Maybe, just maybe, these are exactly the kind of unforeseen consequences that Rampage was trying to bring to our attention. In the universe of the film, Dr. Caldwell is a key contributor to the development of CRISPR technology. She’s motivated by the hope of helping her brother, who has been diagnosed with cancer. But in trying to help him by advancing this technology, a totally valiant and feasible goal, she sets the stage for Energyne to design a biological weapon. The company fires her, takes her design, and alters it to create these massive creatures.

In Caldwell’s pursuit of a real-life scientific goal, ripped from the headlines, something negative and unforeseen happens. Today’s CRISPR scientists may not be facing fantastical beasts laying waste to their laboratories, but Rampage demonstrates that unexpected outcomes can occur irrespective of the worthiness of the goal. The nefarious actions of Energyne serve to show that once a pathbreaking technology is available, it’s difficult to say how and when it will be used. Thus, scientists must know their role (Rock reference #3) and understand that their work can quickly extend beyond the lab bench. And if they’re upset by how He Jankui used CRISPR in humans for a rational medical goal, they must anticipate that other potentially more objectionable efforts may also arise from their research endeavors.
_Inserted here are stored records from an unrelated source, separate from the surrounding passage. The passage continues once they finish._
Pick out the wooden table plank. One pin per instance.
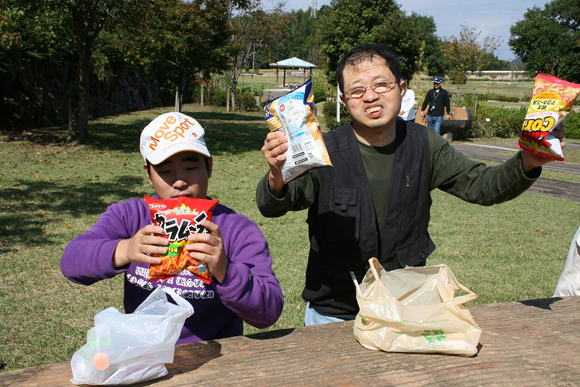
(533, 342)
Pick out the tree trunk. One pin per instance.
(177, 99)
(84, 89)
(234, 96)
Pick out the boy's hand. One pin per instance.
(274, 150)
(209, 249)
(137, 248)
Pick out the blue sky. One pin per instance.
(492, 17)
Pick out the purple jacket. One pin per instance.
(250, 290)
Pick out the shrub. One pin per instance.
(319, 92)
(246, 100)
(498, 122)
(329, 113)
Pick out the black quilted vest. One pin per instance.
(342, 222)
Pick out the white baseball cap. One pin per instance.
(171, 133)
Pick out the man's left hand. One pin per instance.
(531, 161)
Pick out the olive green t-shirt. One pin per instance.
(451, 171)
(378, 164)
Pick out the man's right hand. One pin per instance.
(274, 151)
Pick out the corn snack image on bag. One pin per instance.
(292, 113)
(179, 217)
(551, 101)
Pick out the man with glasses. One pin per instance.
(375, 200)
(438, 101)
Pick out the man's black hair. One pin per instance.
(365, 52)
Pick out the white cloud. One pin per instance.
(492, 17)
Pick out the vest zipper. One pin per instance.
(407, 188)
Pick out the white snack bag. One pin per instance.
(292, 113)
(134, 347)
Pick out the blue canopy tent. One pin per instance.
(293, 63)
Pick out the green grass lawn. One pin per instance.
(52, 191)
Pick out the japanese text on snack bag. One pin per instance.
(292, 114)
(551, 101)
(179, 217)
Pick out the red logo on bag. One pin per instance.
(156, 206)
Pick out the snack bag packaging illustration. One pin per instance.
(293, 114)
(179, 217)
(551, 101)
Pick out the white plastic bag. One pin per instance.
(414, 310)
(134, 347)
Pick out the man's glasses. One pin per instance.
(379, 88)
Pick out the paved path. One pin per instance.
(544, 186)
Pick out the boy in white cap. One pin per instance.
(243, 286)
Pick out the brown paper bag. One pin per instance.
(414, 310)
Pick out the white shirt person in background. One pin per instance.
(569, 283)
(408, 104)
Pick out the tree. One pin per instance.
(432, 60)
(251, 28)
(181, 40)
(467, 53)
(87, 18)
(352, 22)
(548, 39)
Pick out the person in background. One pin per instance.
(437, 99)
(375, 200)
(569, 282)
(408, 104)
(243, 286)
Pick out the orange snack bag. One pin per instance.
(551, 101)
(179, 217)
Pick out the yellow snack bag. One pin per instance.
(292, 113)
(551, 101)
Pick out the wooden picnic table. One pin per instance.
(535, 342)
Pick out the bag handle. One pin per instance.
(470, 296)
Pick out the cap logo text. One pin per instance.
(170, 131)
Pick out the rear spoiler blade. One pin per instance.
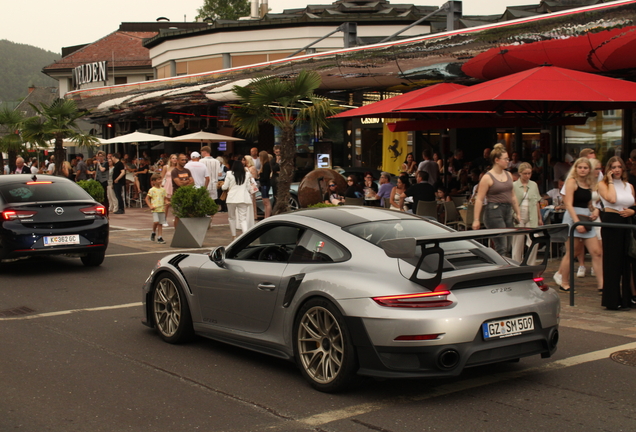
(407, 247)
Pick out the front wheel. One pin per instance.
(324, 351)
(170, 310)
(93, 259)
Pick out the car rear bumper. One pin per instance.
(446, 360)
(21, 243)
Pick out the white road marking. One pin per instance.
(165, 252)
(68, 312)
(345, 413)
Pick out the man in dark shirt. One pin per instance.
(119, 181)
(421, 191)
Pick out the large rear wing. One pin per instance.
(429, 245)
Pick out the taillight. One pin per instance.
(17, 214)
(98, 210)
(541, 284)
(419, 300)
(418, 337)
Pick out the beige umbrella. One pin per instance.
(202, 136)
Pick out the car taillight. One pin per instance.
(541, 284)
(94, 210)
(419, 300)
(17, 214)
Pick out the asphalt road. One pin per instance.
(80, 360)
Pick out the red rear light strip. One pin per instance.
(418, 300)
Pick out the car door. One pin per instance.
(242, 295)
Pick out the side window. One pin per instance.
(315, 247)
(272, 243)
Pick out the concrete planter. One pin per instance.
(190, 232)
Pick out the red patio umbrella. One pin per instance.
(545, 93)
(386, 108)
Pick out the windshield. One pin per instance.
(23, 192)
(377, 231)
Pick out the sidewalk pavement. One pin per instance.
(133, 229)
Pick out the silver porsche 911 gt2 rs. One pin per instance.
(347, 291)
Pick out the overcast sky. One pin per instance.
(53, 24)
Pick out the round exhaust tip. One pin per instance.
(448, 359)
(554, 338)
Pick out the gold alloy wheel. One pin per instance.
(320, 344)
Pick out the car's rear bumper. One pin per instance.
(21, 243)
(446, 360)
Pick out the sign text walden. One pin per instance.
(90, 72)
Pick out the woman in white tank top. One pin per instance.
(617, 196)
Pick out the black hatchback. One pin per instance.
(49, 215)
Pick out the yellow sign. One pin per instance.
(394, 148)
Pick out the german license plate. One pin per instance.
(509, 327)
(61, 240)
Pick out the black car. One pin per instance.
(49, 215)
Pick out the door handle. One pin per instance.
(266, 287)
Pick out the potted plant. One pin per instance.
(194, 207)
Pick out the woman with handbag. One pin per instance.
(528, 197)
(239, 197)
(579, 185)
(617, 196)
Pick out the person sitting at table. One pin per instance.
(384, 192)
(354, 189)
(420, 191)
(332, 196)
(441, 195)
(370, 190)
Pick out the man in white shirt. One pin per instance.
(214, 169)
(430, 166)
(199, 171)
(257, 161)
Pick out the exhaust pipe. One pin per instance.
(448, 359)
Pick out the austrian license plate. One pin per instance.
(61, 240)
(507, 327)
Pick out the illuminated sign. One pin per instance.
(90, 72)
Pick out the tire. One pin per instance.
(324, 352)
(170, 310)
(93, 259)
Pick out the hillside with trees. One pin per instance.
(21, 67)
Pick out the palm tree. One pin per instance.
(58, 121)
(283, 103)
(10, 140)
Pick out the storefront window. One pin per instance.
(603, 133)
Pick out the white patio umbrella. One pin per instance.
(202, 136)
(135, 138)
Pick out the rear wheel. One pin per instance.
(324, 351)
(93, 259)
(170, 310)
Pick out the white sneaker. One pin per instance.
(581, 272)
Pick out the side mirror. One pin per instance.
(217, 256)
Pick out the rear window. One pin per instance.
(14, 193)
(377, 231)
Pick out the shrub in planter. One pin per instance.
(321, 205)
(191, 202)
(94, 189)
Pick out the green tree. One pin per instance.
(57, 121)
(224, 9)
(283, 103)
(11, 122)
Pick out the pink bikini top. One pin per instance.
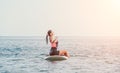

Speaking as a neuroscientist, I think it’s okay to develop these new types of technologies without knowing the precise outcomes. But taking the time to consider the possibilities, and being willing to accept responsibility for them, will help guide the development process in ways that can make negative outcomes less likely. Whether this means that scientists take slower and smaller steps forward when designing and testing these new technologies in the lab, or that they dedicate more mental energy and funding to addressing the possible technological and ethical implications of their work, remain open questions. New external committees, like the one recently formed by the World Health Organization, can also establish guidelines for the editing of human DNA, helping to provide research oversight moving forward.

George, the gorilla, is ultimately saved and returned back to his gentle demeanor, but his titanic size proves irreversible. This exemplifies the potential long-term, permanent consequences of CRISPR on individuals, families, and communities. Similarly, this initial use of CRISPR in humans in China is likely the first opportunity to see the real downstream, long-term effects of using this technology on the human genome. It’s also probably our only opportunity, for a while, to evaluate whether this technology has the curative abilities that its advocates have promised. And perhaps will serve as a wake up call for scientists advocating for CRISPR who may be playing a little fast and loose with its potential real-world effects.